The design configuration initiates from a service profile, which is required to freeze the facility module. The basic list of facilities should be defined to contain all permissible medical and non-medical departments. This may require the involvement of a doctor/medical expert and a bio-medical engineer for a clear ‘go’ to the entire scheme, complimenting aspects of cost implication. The said exercise governs the final conclusion for the number of beds and highlights the technical nomenclature for the desired hospital – for example: 100 bed hospital, 250 bed hospital and more, which reflects the circulation of census and non-census beds. The selection of department should happen at the initial level so as to add the adjective to the hospital and in parallel number of departments should be finalised to capture the basic idea for the design.
A detail study of interrelationship of all facilities is required to conceptualise the content into a basic diagram model. The segregation of departments is required to finalise the circulation cores- in relation with the other departments. Internal and external flow of doctors, patients, visitors, staff should be touched at this stage to inculcate the logic into the basic design.
The concept gives support to render the outline and develop the layout in a zoned manner. After finalising the basic concept, the spaces should be enquired at human scale. The location of critical areas is defined to suit the major design requirement. Critical areas such as emergency should be rightly placed and further it regulates its essential role in the entire design development. Out-patient department is usually located to keep concerns for less intersection of visitor and patient movements – this location determines the human traffic movement in and around the building. In-patient department is generally designed and located to govern the visitors’ flow, especially at visiting hours. Diagnose areas are placed at a minimum approach distance because of its repetitive use.
The entire concept is merged with an appropriate grid and scale which complements the site. Grid should be decided to suit the alignment and orientation, chosen in a manner wherein it shows the maximum flexibility to the end use. Hospital planning requires a balance between soft and hard landscapes to match the stress reducing requirements of the typology. Nature always act as a catalyst for the process of stress reduction in panic environments. According to the movement and the load calculation, circulation cores are inserted. All should be planned keeping in mind the segregation of movement for doctors, staff, patients, relatives, etc. The movement configuration should be dealt with utmost precision so as to benefit the end user.

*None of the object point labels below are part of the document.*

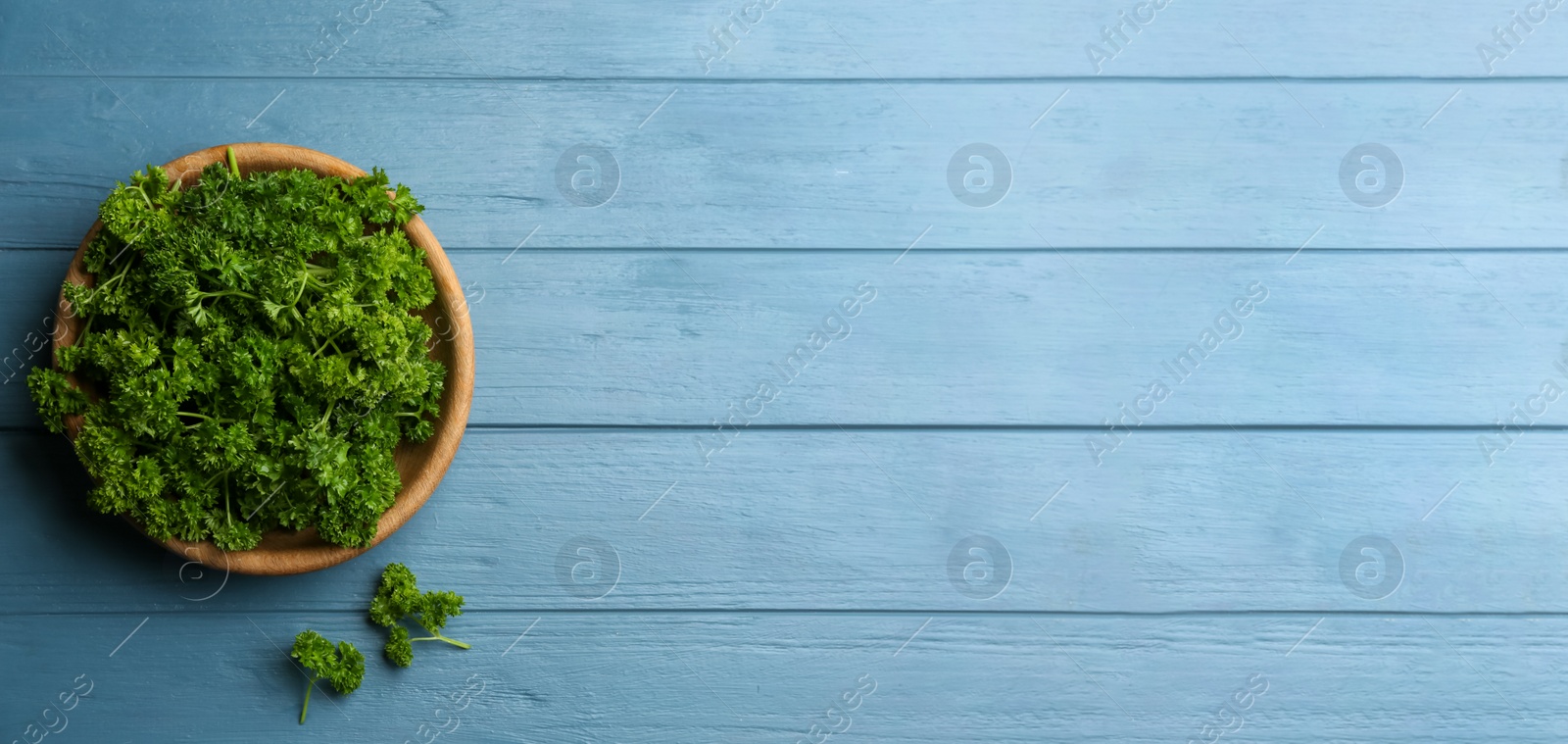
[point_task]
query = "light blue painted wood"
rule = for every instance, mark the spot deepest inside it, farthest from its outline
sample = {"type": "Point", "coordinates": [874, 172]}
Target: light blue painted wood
{"type": "Point", "coordinates": [768, 676]}
{"type": "Point", "coordinates": [752, 592]}
{"type": "Point", "coordinates": [1173, 521]}
{"type": "Point", "coordinates": [796, 39]}
{"type": "Point", "coordinates": [998, 338]}
{"type": "Point", "coordinates": [854, 165]}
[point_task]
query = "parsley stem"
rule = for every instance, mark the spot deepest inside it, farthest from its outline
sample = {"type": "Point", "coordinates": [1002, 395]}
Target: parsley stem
{"type": "Point", "coordinates": [308, 684]}
{"type": "Point", "coordinates": [443, 637]}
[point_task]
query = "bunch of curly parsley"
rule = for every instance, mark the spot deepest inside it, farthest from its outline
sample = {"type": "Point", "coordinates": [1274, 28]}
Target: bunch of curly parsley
{"type": "Point", "coordinates": [255, 355]}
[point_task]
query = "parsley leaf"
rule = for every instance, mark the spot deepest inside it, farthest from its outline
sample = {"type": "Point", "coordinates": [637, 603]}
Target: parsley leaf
{"type": "Point", "coordinates": [342, 666]}
{"type": "Point", "coordinates": [251, 352]}
{"type": "Point", "coordinates": [399, 598]}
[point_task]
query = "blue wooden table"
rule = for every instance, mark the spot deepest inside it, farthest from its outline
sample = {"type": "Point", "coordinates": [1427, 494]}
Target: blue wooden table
{"type": "Point", "coordinates": [901, 372]}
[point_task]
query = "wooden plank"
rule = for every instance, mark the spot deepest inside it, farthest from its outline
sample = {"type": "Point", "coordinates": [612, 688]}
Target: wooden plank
{"type": "Point", "coordinates": [794, 39]}
{"type": "Point", "coordinates": [854, 165]}
{"type": "Point", "coordinates": [744, 676]}
{"type": "Point", "coordinates": [1173, 521]}
{"type": "Point", "coordinates": [995, 338]}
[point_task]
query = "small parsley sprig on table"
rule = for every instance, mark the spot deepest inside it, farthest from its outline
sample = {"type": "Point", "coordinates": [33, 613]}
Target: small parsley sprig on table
{"type": "Point", "coordinates": [253, 354]}
{"type": "Point", "coordinates": [342, 666]}
{"type": "Point", "coordinates": [399, 598]}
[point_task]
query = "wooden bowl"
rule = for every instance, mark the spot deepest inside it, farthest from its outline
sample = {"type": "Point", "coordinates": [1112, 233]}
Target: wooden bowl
{"type": "Point", "coordinates": [420, 465]}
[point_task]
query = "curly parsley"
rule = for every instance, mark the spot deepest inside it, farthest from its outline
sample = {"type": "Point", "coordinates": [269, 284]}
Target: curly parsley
{"type": "Point", "coordinates": [342, 665]}
{"type": "Point", "coordinates": [399, 598]}
{"type": "Point", "coordinates": [253, 354]}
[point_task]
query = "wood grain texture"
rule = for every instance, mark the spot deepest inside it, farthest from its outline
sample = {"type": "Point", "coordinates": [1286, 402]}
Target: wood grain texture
{"type": "Point", "coordinates": [846, 165]}
{"type": "Point", "coordinates": [796, 39]}
{"type": "Point", "coordinates": [747, 676]}
{"type": "Point", "coordinates": [760, 573]}
{"type": "Point", "coordinates": [1173, 521]}
{"type": "Point", "coordinates": [995, 338]}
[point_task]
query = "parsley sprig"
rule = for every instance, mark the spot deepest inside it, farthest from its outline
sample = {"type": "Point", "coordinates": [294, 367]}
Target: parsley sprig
{"type": "Point", "coordinates": [253, 354]}
{"type": "Point", "coordinates": [342, 666]}
{"type": "Point", "coordinates": [399, 598]}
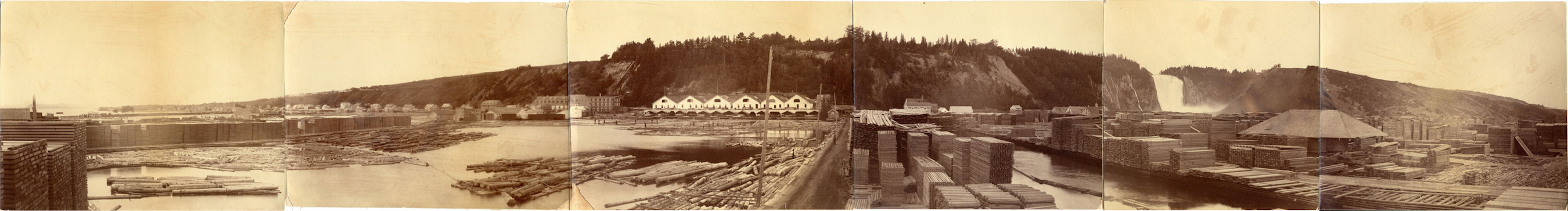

The approval stage is mandatory aspect of the Hospital infrastructure planning. Other than all regular approvals, hospital buildings may require a round through BARC and AERB, which are unit dependent approvals. Pre-commissioning statutory approvals are majorly required for engineering services to support the actual running.
Facility locations – generally the out-patient department is located at the ground floor. At times, this ground floor is also utilised by diagnose services to give preferences to repetitive patient requirements. The main aspect of allocating facilities is to reduce the travel distance of patients. Critical patient care is then usually placed on the above floors and in-patient areas are planned on the upper floors. Basements are utilised for parking or to accommodate the diagnose department, service and maintenance areas. All medical staff areas, stores, linen should be planned in the basements to maintain the havoc free ambience for patients and doctors on upper floors.
Open spaces ae inserted to pay its kind. Building blocks can be designed in a manner to avoid any conflict of sight between visitors, doctors and patients. The visitors are usually kept away from the patient’s routes to maintain less visual disturbances. Similarly, doctors are routed through the shortest route to the patients’ active zones. The entire planning should cater to the essential requirement of sterility and germ-free environment within the premises. The designing needs to be very strict on issues pertaining to safety and sterility and to maintain high standards of hygiene.
Equipment planning is tedious of all the jobs – it requires the observation and suggestions of multiple parties including users, bio-medical engineers, vendors, site engineers, which in parallel is merged with the architects plan to suite and fit the owner’s requirement. This becomes the integral part of construction and commissioning process. Medical equipment, such as CT and scanners usually cover a fat expenditure and are non-flexible.
The commissioning of a hospital requires extensive staff co-ordination which is planned at the basic level of capacity/facility finalisation. The hospital infrastructure industry is growing at a rapid pace to match the never-ending shortage of medical services for our massive population. More and more private organisations are eager to dive in the healthcare sector. In near future, we may hold the key to provide the best medical services to the world (under cost constrain). Also, the medical tourism is expected to rise with a smarter percentage because of the increasing number of upcoming medical facilities.